山城と近世城郭の融合
妖艶・笠間城
本日は茨城県笠間市にある笠間城を紹介したい。
笠間城は元久3年(1205年)、宇都宮氏の一族、笠間時朝によって築城された。
標高182mの佐白山に築かれた山城で、以後、天正18年(1590年)まで笠間氏18代の居城となった。2017年には続日本100名城にも選定され、現在も天守台、物見櫓、石垣、土塁や堀切等が残り、その当時の情景を感じることができる。
それでは妖艶・笠間城を御堪能あれ。
目次
①笠間城の歴史
②小田原征伐と近世城郭への変貌
③笠間城のその後
④城データ(所在地はこちら)
⑤みどころ
⑥おすすめ記事
・笠間城の歴史
その昔、佐白山には神の使いとされる白い雉、白い鹿、白い狐の、三匹の白い動物いたそうだ。山を守る白い動物が三匹すんでいる山、“三白山”と呼ぶようになった。
山頂には「三白寺」が築かれ、平安時代から鎌倉時代には僧坊百余を数えるほど栄えた。
しかし同じ宗派の「徳憎寺」との抗争が起きる。
劣勢になった、三白寺の僧が時の有力者・宇都宮頼綱に救援を求め、甥である宇都宮時頼を笠間に派遣した。

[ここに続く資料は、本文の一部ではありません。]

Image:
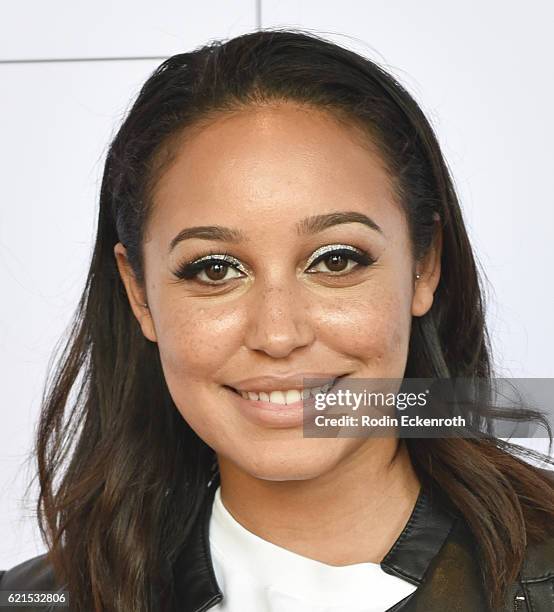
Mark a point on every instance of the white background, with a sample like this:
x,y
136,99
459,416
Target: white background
x,y
482,72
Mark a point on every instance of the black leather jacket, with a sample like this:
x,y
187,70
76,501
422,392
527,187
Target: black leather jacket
x,y
435,551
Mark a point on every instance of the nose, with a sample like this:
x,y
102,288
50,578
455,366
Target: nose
x,y
278,322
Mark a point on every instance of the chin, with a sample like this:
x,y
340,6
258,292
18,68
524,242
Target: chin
x,y
291,462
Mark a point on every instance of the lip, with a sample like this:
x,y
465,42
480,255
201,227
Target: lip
x,y
272,415
282,383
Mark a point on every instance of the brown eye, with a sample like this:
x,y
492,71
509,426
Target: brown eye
x,y
216,271
340,261
336,262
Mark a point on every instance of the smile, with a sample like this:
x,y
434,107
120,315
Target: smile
x,y
284,397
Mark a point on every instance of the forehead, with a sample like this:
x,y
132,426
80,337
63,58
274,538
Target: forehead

時頼は徳憎寺を始め三白寺までをも制圧し、笠間城を築城、笠間氏を名乗るのである。
・小田原征伐と近世城郭への変貌
笠間氏は代々この地を収めたが、天正18年(1590年)豊臣秀吉による小田原征伐が起こる。
城主・笠間幹綱(綱家)は主家である宇都宮氏の命に従わず、小田原参陣を拒否した。
これにより幹綱は追放され、約380年続いた笠間氏18代は潰えたのである。
笠間氏に代わり、宇都宮氏の家臣・玉入高宗が3万石にて入城するが、宇都宮氏は後継者争いにより改易とされる。
宇都宮氏に代わり入城したのが、会津から来た蒲生秀行だ。
宇都宮19万石にて宇都宮城へ入る。
笠間城へは蒲生氏の家臣・蒲生郷成が3万石にて入城することとなる。
そして郷成により笠間城は大改修され、近世城郭へと生まれ変わるのである。
蒲生氏は近江(現在の滋賀県)の出生で、織田信長の安土城、豊臣秀吉の大阪城など数多くの城の石垣を手掛けた「穴太衆」を抱えており、笠間城はこの穴太衆により見事な石垣が造られた。
北関東でも数少ない穴太衆による石垣の一つである。
現在も笠間市は石の産地として有名で、稲田地区から採掘される「稲田石」は約6000年前、地下深くマグマが固まりできた花崗岩で、その際立った白さから「白い貴婦人」と呼ばれている。日本の近代化により、迎賓館や日本銀行本店を始め、国会議事堂、東京駅、最高裁判所などにも使用されている日本を代表する石だ。
天守曲輪裏側の石倉では多くの巨石が転がっており、石を切り出した矢穴の跡を確認することができる。
こうして山城と近世城郭を融合された近世笠間城が完成するのである。
この蒲生時代の笠間城が現代に残り、天守台、物見櫓、石垣、土塁や堀切等が残り、その当時の情景を今も感じることができる。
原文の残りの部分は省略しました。